Promoting observation, free range exploration, sense of place and citizen science, through the field notes of a naturalist.

Sunday, 16 September 2012

The out of townies

With the remnants of its dark satanic mills now swept to the undevelopable valley margins, Ebbw Vale has given way to the fresh clean cut image of ergonomically designed glass fronted business premises, high density 'off the peg' housing and more functional community health care buildings - Nye Bevan would have approved. Brown 'this way to the nature reserve' signage and interpretation boards informing the ill informed that this road verge is being managed for wildflowers, jostle with makeshift handwritten car boot sale today signs and more formal statutory planning application notices tied to lamposts that herald the latest proposal in Ebbw Vale's regeneration masterplan.
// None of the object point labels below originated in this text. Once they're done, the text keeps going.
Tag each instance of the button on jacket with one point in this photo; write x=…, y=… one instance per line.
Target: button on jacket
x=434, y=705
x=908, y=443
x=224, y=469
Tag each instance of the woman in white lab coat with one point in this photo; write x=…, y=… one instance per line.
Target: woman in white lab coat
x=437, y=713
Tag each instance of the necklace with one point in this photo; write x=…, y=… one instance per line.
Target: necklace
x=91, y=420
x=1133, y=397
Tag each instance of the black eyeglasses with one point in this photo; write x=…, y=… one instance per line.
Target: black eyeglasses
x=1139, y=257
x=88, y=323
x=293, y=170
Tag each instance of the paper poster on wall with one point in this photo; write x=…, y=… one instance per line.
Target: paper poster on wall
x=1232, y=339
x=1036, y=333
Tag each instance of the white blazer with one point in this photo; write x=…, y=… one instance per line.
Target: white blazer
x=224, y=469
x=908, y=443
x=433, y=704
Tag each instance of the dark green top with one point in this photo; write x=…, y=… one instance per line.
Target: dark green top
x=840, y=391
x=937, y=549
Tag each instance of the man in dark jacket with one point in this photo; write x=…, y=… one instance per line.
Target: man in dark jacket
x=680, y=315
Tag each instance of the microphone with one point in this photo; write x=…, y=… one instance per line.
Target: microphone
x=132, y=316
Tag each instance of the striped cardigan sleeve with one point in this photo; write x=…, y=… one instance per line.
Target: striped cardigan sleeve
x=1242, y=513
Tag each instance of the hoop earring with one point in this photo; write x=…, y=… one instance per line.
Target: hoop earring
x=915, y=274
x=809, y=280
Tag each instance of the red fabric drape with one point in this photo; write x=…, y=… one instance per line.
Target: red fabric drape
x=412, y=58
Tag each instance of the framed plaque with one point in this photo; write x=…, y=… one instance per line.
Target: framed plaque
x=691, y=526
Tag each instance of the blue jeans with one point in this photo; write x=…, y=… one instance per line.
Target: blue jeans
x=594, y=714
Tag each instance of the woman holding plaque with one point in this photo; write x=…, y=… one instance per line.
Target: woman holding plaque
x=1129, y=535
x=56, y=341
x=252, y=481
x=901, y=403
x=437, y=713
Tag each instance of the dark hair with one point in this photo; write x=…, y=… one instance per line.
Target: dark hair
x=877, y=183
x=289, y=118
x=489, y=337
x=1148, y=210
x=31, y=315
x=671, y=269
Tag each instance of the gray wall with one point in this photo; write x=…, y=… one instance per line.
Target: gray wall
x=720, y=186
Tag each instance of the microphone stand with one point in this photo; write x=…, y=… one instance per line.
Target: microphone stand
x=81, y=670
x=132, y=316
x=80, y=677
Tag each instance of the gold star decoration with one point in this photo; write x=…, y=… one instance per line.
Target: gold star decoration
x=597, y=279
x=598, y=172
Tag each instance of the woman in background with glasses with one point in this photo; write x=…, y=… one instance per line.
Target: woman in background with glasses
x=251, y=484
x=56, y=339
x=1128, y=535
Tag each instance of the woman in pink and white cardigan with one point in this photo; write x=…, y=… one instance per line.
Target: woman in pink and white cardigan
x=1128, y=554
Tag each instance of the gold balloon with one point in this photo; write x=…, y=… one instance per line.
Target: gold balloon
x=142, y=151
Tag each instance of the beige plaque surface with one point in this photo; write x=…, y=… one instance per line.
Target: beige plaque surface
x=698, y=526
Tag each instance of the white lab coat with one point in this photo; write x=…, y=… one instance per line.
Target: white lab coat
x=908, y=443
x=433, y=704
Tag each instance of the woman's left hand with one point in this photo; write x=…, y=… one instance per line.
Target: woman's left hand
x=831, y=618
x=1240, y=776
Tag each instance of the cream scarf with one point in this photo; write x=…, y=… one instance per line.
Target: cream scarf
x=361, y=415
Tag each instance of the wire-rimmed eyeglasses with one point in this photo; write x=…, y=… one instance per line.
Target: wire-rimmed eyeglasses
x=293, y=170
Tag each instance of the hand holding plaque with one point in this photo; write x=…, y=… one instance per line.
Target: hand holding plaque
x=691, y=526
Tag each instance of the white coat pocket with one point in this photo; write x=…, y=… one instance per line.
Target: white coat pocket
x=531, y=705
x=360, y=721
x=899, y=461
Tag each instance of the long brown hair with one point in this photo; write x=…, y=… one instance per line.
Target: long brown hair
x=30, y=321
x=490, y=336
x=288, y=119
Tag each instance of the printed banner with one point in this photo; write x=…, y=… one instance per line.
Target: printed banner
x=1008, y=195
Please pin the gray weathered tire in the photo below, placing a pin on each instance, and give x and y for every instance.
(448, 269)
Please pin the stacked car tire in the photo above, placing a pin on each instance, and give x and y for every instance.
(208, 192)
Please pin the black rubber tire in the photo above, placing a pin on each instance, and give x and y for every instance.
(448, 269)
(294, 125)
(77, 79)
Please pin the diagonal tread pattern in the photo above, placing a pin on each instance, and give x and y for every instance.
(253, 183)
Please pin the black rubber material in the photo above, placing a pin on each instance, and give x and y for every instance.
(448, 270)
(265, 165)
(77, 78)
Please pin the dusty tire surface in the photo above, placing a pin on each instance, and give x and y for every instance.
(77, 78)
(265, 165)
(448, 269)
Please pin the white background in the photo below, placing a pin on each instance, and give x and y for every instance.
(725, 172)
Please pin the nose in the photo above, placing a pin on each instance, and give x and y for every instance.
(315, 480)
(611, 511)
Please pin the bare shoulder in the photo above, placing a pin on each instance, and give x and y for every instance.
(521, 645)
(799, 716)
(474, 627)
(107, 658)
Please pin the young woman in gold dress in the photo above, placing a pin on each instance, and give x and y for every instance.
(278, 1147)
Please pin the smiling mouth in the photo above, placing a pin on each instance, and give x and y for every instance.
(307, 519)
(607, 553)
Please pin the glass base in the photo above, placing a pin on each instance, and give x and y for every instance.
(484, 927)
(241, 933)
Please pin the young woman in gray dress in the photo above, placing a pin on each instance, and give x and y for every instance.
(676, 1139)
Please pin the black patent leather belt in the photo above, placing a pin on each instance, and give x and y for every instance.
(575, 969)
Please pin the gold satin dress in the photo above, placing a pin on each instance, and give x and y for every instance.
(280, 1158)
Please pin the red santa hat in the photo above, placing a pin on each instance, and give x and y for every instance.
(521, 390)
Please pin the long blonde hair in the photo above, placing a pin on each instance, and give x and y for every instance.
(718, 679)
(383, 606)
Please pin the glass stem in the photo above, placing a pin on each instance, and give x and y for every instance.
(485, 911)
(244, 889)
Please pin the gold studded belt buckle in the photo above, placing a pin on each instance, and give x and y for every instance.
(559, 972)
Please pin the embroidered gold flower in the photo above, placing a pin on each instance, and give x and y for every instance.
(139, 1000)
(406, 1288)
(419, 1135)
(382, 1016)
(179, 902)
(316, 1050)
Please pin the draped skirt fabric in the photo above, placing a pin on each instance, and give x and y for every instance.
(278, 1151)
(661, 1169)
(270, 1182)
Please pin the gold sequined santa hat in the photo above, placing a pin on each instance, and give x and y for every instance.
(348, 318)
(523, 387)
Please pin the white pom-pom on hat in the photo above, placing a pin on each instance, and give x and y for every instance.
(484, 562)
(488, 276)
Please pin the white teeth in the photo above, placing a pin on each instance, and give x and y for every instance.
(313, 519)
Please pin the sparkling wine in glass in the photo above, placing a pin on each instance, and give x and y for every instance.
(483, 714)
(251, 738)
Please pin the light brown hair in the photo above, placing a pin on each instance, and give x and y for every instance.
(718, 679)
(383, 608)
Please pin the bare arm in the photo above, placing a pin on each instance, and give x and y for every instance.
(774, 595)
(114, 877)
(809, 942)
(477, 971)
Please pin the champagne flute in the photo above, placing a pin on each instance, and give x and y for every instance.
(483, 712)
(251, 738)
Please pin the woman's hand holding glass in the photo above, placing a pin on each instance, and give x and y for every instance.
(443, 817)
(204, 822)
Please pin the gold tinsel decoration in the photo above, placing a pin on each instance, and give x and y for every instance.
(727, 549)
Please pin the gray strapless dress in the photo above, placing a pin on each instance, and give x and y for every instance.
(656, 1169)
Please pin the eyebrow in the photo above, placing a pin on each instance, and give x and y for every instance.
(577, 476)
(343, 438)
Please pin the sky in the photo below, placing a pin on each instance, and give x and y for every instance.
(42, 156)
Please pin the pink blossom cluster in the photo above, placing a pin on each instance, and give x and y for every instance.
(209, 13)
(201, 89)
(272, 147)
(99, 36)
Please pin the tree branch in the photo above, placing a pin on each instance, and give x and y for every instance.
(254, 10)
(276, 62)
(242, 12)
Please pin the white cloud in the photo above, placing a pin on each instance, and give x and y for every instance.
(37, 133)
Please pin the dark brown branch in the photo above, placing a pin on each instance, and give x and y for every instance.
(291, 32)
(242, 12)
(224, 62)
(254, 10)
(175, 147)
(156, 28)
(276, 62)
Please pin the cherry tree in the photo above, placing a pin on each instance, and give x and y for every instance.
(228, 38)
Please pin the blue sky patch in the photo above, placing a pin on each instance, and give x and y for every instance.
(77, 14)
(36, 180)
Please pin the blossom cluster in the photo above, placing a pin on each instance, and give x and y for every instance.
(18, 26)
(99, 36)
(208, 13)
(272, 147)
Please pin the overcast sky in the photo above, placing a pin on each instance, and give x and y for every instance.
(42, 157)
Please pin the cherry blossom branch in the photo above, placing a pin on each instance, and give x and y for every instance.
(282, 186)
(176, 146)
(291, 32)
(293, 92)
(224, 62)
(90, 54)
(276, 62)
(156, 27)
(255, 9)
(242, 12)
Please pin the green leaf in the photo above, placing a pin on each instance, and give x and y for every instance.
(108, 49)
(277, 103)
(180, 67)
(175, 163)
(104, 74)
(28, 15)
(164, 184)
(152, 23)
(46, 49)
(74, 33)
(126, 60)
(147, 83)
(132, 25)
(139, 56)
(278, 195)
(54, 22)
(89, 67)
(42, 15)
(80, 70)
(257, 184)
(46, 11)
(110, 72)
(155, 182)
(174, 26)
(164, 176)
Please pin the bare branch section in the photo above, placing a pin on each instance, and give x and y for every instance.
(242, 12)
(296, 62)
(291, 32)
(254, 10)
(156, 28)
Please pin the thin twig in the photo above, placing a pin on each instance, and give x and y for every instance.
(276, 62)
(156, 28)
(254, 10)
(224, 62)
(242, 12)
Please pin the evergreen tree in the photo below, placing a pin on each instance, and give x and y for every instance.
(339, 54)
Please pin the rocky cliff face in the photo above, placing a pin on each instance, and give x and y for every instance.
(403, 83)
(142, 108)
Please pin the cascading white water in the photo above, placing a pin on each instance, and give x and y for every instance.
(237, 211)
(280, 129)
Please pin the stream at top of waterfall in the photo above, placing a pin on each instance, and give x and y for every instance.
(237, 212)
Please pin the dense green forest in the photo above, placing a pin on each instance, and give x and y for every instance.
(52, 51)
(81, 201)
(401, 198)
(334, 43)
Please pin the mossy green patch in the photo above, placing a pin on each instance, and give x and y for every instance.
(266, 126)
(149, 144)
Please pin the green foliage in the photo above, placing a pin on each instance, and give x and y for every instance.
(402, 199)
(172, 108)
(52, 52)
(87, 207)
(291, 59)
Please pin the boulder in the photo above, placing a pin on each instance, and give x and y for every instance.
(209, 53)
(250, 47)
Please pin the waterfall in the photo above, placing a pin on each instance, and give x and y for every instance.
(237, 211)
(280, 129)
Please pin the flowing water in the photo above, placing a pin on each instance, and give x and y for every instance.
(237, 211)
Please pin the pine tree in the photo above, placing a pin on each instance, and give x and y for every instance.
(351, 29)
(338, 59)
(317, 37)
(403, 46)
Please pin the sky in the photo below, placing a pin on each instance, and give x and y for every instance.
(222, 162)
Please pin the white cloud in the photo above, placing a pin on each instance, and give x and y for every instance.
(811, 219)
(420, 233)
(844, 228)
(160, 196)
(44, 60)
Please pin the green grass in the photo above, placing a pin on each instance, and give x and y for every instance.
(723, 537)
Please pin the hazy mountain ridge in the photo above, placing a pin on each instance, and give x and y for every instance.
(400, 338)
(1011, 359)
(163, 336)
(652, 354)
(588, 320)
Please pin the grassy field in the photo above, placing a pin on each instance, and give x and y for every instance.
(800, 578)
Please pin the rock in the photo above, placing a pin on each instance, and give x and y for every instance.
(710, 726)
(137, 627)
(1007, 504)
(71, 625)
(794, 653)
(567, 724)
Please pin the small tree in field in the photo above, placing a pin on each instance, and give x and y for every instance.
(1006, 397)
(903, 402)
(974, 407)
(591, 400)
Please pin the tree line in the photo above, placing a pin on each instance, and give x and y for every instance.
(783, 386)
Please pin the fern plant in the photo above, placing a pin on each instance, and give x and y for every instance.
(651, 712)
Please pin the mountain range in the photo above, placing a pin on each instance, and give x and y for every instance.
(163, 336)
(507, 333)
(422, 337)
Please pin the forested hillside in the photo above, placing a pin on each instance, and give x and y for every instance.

So, with my wife in new shoes and handbag mode, we had cause to visit that universally acclaimed designer outlet otherwise known as the Ebbw Vale Garden Festival site.

Now its impossible for me to switch off from wildlife recording, I'm always on the look out for a flyover lapwing or mammal roadkill so the journey to this biologically dismissed area of Gwent was no different. In transit a crop of road side fennel just outside Cwm was ticked as probably a refugee from a valley side allotment that's diversified from spuds and beans to a more contemporary herb garden festooned in union flags. For fun I kept a tally of grey squirrel road kill but lost count somewhere in the mid twenties so reverted to counting squirrel near misses instead and a flock of 'its cold so I'm off' house martin was noteworthy.

The Festival Site was bustling with mainly white haired middle aged ladies looking for a new winter cardigan or a multipack of big knickers all to the accompaniment of piped Daniel O'Donnell ballards. Spring visits to this mall often start with efforts to pick out singing redstart or pied flycatcher from the beech scattered upland slopes that characterise the landscape in this area, no such pleasure today. Browsing complete a somewhat past its best yet robust botanical feature caught my beady eye. From kerbside of the overflow car park was growing vipers bugloss (Echium vulgare). Widespread in England its distribution in Wales is mainly lowland/coastal with the Flora of Monmouthshire showing a small but scattered occurrence.